From Get Out to Midsommar, we've seen a variety of attempts to elevate the horror film, adding levels of meaning and creepiness to what otherwise might have been routine genre exercises. Two new films -- The Cursed and A Banquet -- try to follow suit, but neither achieves the level of seriousness that must have been intended -- and, to put in inelegantly, neither likely will scare the crap out of you either.
The Cursed
Slow-moving and mired in period trappings, The Cursed tries to marry a werewolf movie to a cautionary tale about the horrific consequences that accrue to greedy landowners who preside over a fog-shrouded rural French village during the 1800s. Landowner Seamus Laurent (Alistair Petrie) rallies a group of fellow owners to expel gypsies from their property. The gypsies, we learn, have a legal claim to some of the land but the avaricious landowners refuse to acknowledge its legitimacy.
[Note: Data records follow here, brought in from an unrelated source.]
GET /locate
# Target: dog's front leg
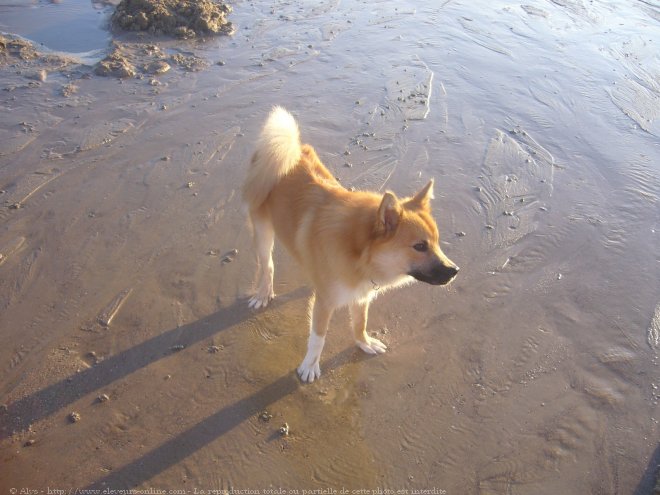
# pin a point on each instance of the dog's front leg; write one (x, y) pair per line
(309, 370)
(370, 345)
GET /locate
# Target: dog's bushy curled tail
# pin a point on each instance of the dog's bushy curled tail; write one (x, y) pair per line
(278, 151)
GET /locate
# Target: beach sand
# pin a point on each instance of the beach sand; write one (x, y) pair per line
(130, 359)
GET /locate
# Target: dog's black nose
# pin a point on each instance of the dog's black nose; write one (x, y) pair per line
(436, 275)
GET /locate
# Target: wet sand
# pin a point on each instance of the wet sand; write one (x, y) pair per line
(126, 266)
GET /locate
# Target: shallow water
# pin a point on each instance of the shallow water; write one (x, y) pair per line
(72, 26)
(536, 371)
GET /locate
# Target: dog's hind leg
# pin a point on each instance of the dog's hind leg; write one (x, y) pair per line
(309, 370)
(264, 237)
(370, 345)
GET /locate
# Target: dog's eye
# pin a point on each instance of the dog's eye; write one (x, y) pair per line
(421, 246)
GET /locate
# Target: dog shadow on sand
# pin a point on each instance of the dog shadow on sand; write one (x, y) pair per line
(19, 415)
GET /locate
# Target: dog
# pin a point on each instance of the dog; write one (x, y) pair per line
(351, 244)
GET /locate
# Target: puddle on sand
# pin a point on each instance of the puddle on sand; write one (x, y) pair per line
(536, 371)
(75, 27)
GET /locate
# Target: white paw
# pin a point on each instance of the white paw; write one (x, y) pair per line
(372, 346)
(261, 299)
(309, 372)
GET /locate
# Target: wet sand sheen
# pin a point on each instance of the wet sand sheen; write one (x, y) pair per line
(535, 372)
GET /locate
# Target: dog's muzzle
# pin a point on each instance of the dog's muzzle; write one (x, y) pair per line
(437, 275)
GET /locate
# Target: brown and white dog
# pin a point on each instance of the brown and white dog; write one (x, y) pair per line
(352, 245)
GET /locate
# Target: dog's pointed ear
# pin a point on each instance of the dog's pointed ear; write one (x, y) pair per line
(423, 198)
(389, 213)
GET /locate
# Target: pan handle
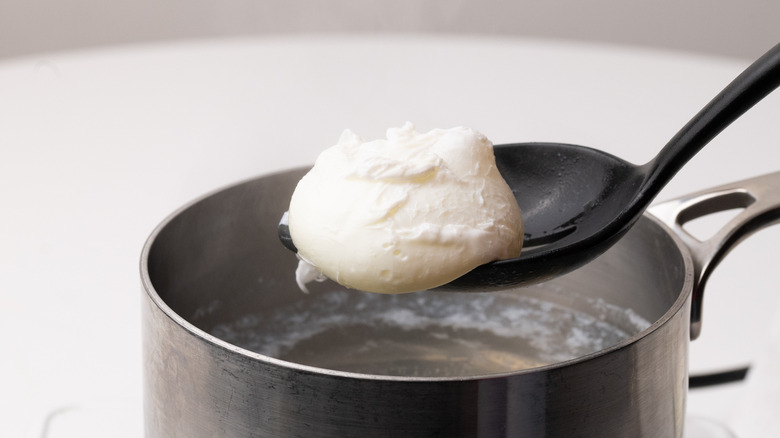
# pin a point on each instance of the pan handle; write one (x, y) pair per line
(759, 199)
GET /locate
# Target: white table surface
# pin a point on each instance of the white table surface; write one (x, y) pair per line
(99, 146)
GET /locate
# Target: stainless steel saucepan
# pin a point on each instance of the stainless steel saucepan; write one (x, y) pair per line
(232, 348)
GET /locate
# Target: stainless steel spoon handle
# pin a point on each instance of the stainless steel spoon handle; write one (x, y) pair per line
(759, 199)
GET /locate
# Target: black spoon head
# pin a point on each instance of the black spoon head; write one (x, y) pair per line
(576, 202)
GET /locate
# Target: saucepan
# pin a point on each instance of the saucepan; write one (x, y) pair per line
(233, 348)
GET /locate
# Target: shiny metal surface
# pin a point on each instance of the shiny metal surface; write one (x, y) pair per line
(217, 263)
(759, 201)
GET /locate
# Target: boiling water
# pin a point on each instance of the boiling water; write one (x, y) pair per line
(430, 334)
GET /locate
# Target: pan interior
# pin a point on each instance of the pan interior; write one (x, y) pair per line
(219, 265)
(432, 334)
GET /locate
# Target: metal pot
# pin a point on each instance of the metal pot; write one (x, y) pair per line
(233, 349)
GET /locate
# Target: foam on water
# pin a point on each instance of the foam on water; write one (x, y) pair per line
(430, 334)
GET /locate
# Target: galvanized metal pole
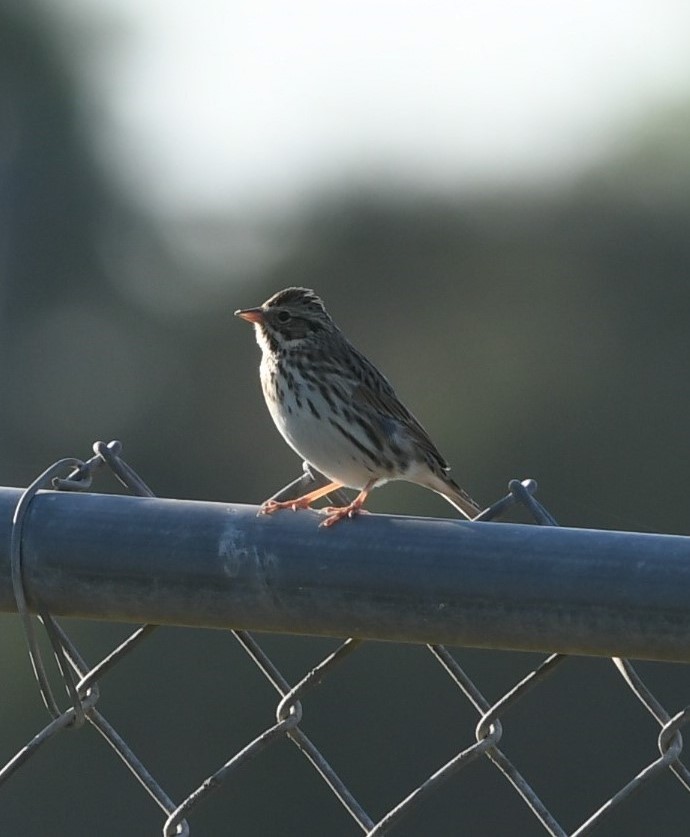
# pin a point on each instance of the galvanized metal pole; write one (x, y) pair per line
(389, 578)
A brutal mercenary raid on the gypsy encampment unleashes a dark force embodied in a werewolf that begins terrorizing the area, leaving a string of bodies in its ravenous wake. Director Sean Ellis's lugubrious effort -- heavy on fog and candlelight -- is what you might expect if Masterpiece Theater opted for horror. Ellis serves up meticulous details and serious performances, notably from Petrie as the landlord and Boyd Holbrook as a pathologist who investigates the disappearance of the landlord's son and other horrific assaults. Though set in France, the production seems more English as the story unfolds in a 35-year flashback from a gruesome World War I sequence that opens the movie. The werewolf -- eventually seen -- appears more reptilian than furry and Ellis moves toward a fiery conclusion. The Cursed could have been improved by a quickened pace and a little more discretion in showing the werewolves. Beyond that, the story seems trapped by a Gothic seriousness that it must carry like a weight. The Cursed stands as a kind of mood piece interrupted by splashes of violence and spilled guts.
A Banquet
Unlike The Cursed, A Banquet sidesteps the traditions of classical horror. No werewolves or vampires stalk director Ruth Paxton's story about a teenager (Jessica Alexander) who stops eating but mysteriously loses no weight. Wandering away from a party, Alexander's Betsey witnesses a blood-red moon and, as a result, has a transformative experience. Suddenly, she's distant, prone to violent outbursts, and repulsed by food. Betsey's recently widowed mother (Sienna Guillory) and her younger sister (Ruby Stokes) begin to suffer the consequences of Betsey's transformation. Lindsay Duncan plays the girls' grandmother, a practical woman who believes Betsey is putting on some kind of adolescent show. For her part, Betsey insists that something dark approaches. Mother/daughter tensions, stark interiors, feelings of isolation, and oodles of suggestion sustain interest but the movie ultimately proves more evasive than enlightening and its ending ... well ... the movie eventually ends. Many topics remain developed, including disordered eating. In short: Lots of talent on display here but staying connected to an often vague story can be a challenge.